The final market neutral position that I’d like to examine in this week’s series is called a short put strategy. It is similar to the previously discussed long call position in that they are opposite positions to the same effect. However, the main difference between the two positions is that, instead of paying for the right to purchase a stock at any point in the future, an investor is being paid for the right to buy a stock at any point in the future.

Essentially, we are taking advantage of our ability, as a personal investor, to better handle time-related risks than perhaps an institutional investor would, and then transforming that into a actionable investment opportunity. In today’s article, I’ll go into detail about how it is this position can be entered to create a temporarily market-neutral portfolio, and save your portfolio from some short-term market volatility.

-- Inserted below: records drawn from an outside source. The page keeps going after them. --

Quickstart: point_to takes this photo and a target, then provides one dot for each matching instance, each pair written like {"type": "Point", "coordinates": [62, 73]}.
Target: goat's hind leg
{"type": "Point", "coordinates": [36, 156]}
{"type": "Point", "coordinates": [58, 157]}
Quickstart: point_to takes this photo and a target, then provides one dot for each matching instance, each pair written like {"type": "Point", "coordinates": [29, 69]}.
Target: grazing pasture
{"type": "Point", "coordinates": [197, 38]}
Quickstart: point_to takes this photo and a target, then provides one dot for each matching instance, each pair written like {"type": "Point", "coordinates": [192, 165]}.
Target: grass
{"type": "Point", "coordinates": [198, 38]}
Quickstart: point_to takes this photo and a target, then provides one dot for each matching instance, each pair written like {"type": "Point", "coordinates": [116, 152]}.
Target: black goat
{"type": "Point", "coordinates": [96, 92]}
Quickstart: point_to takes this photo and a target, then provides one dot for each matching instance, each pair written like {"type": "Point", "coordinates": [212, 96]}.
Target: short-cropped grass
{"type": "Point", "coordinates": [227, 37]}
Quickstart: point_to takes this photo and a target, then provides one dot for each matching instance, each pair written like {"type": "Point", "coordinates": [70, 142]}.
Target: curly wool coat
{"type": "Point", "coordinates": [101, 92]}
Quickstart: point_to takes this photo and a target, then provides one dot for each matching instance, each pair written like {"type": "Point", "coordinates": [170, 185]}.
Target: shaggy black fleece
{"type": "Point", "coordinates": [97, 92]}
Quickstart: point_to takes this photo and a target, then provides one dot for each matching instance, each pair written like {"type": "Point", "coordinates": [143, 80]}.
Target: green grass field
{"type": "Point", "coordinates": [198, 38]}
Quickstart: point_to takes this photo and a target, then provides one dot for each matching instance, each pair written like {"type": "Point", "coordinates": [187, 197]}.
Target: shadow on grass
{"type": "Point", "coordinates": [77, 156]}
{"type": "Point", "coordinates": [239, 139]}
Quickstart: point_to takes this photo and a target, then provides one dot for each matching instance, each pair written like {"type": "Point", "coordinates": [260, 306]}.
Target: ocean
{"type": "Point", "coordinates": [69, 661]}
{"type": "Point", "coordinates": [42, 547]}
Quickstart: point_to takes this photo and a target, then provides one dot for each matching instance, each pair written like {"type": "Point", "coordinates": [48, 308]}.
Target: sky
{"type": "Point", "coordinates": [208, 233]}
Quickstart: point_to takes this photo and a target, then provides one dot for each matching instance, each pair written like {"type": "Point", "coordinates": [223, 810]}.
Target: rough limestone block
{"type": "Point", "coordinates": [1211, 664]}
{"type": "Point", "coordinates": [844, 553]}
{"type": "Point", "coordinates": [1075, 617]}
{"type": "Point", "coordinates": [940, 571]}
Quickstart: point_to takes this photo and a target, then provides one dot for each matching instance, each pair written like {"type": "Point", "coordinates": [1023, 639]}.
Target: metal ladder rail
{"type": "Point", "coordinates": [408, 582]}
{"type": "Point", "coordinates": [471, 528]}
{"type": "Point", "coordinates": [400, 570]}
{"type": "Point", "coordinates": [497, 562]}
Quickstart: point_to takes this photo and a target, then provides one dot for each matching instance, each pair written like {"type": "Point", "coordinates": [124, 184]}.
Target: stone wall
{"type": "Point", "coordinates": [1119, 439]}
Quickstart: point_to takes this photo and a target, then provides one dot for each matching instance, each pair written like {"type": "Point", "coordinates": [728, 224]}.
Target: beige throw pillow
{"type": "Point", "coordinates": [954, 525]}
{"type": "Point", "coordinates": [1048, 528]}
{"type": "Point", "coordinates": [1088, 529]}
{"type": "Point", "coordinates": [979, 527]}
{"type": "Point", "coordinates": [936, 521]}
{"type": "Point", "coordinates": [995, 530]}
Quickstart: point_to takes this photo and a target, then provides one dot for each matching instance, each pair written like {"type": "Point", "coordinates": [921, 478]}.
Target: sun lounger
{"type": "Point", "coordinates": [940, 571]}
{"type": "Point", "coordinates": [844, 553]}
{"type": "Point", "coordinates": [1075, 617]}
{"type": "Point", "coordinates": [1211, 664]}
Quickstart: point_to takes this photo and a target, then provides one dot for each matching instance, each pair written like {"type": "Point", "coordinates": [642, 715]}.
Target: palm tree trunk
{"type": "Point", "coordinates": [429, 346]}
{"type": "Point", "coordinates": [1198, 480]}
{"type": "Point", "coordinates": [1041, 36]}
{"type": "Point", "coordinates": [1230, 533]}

The trick to entering a Short-Put Market Neutral Position is to have an understanding of how much risk your portfolio is able to tolerate, and contrast it against how much risk you think is present in the current market environment. From there, you’ll want to choose an expensive put option to sell, which will act as your backstop against company specific risk. The more expensive the premium, the greater your income, but the less company specific risk you are exposed to.

From there, you’ll also want to buy a put at a position that is further out of the money to act as your short-term volatility in the macro-economic environment. The net effect will be that you are protected against down-side risk up until the break-even point of the put that was sold into the market at a premium, while still being able to maintain upside exposure to the position, and even an opportunity to increase your exposure should the stock begin to unexpectedly rise.

Realistically, positions like the Long-Call and the Short-Put positions may seem to be a bit confusing at first. If such is the case, remember that it is always important to invest within your comfort zone. However, you’re only ever a short discussion with your advisor away from expanding your investing capabilities. For example, should you be currently be exposed to Euro-risks, it might be possible to even increase the cash flow currently being generated by your portfolio through a Short-Put strategy.

However, since currencies tend to move in fairly small increments in comparison to equities, you could easily justify working the position into a Euro-currency ETF, as opposed to the currency itself, and therefore greatly decreasing the costs associated with entering the position.

From there you have control over exactly how it is you’d like to protect your portfolio, as well as exactly how large a position you’d like to take on. Realistically, there’s no reason why you can’t turn this into a full blown strategy within your portfolio itself, so long as you have the capacity to diversify out the company specific risks associated with the position.

Remember, even though this kind of position leaves you less exposed to major macroeconomic risks, company-specific shortfalls are always in play.